Maurel & Prom, Paris, and Dominion Petroleum Ltd. spudded Mihambia-1, first commitment well on the onshore Mandawa PSA in Tanzania.

The vertical well is projected to 2,300-2,800 m or Middle to Lower Jurassic.

Vietnam

Exploratory drilling has demonstrated the existence of several hundred million barrels of oil in the Gulf of Tonkin off northernmost Vietnam, said ATI Petroleum, Oak Ridge, Tenn.

A group led by operator Petronas Carigali of Malaysia is reentering to flow test the Yen Tu-1X well, a 2004 discovery that found hydrocarbon bearing zones in two Miocene formations and the carbonate basement. It was the first oil discovery off northern Vietnam, the company said.

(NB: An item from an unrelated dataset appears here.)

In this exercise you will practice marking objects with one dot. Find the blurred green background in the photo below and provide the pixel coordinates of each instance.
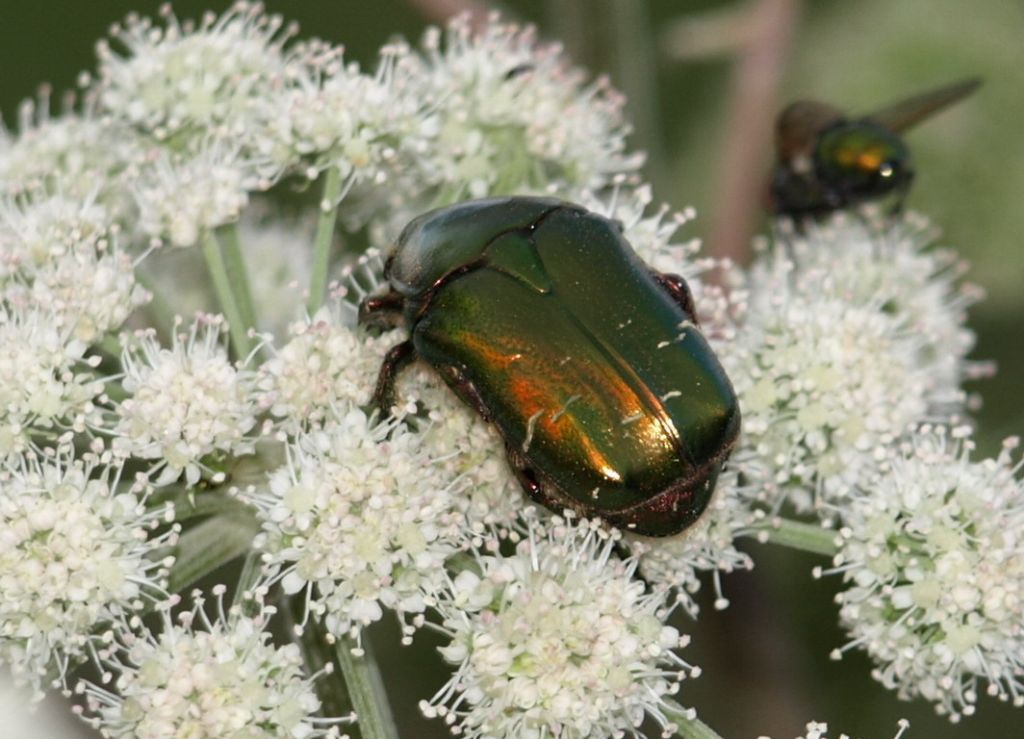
(765, 659)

The group holds blocks 102 and 106 totaling 3.5 million acres off Hai Phong and has drilled the Yen Tu, Ha Long, Thai Binh, and Ham Rong wells since 2000, three of which are oil and gas field discoveries in the Song Hong basin.

The Ham Rong discovery is in 25-30 m of water on Block 106 about 75 km south of Hai Phong. Drilled to 3,700 m, it found oil in karstified carbonate basement and flowed at commercial but unspecified rates. TD is 3,700 m.

Thai Binh is a 2006 Miocene gas-condensate discovery on nearshore Block 102. It drillstem tested at 23 MMcfd in Middle Miocene at 1,200 m and 24 MMcfd in Lower Miocene at 1,600 m. TD is 2,900 m.

Other group members are PetroVietnam and Singapore Petroleum Co.

British Columbia

Imperial Oil Ltd., Calgary, began drilling the first of four planned exploration wells in the Horn River basin of northeast British Columbia in the quarter ended Dec. 31, 2008.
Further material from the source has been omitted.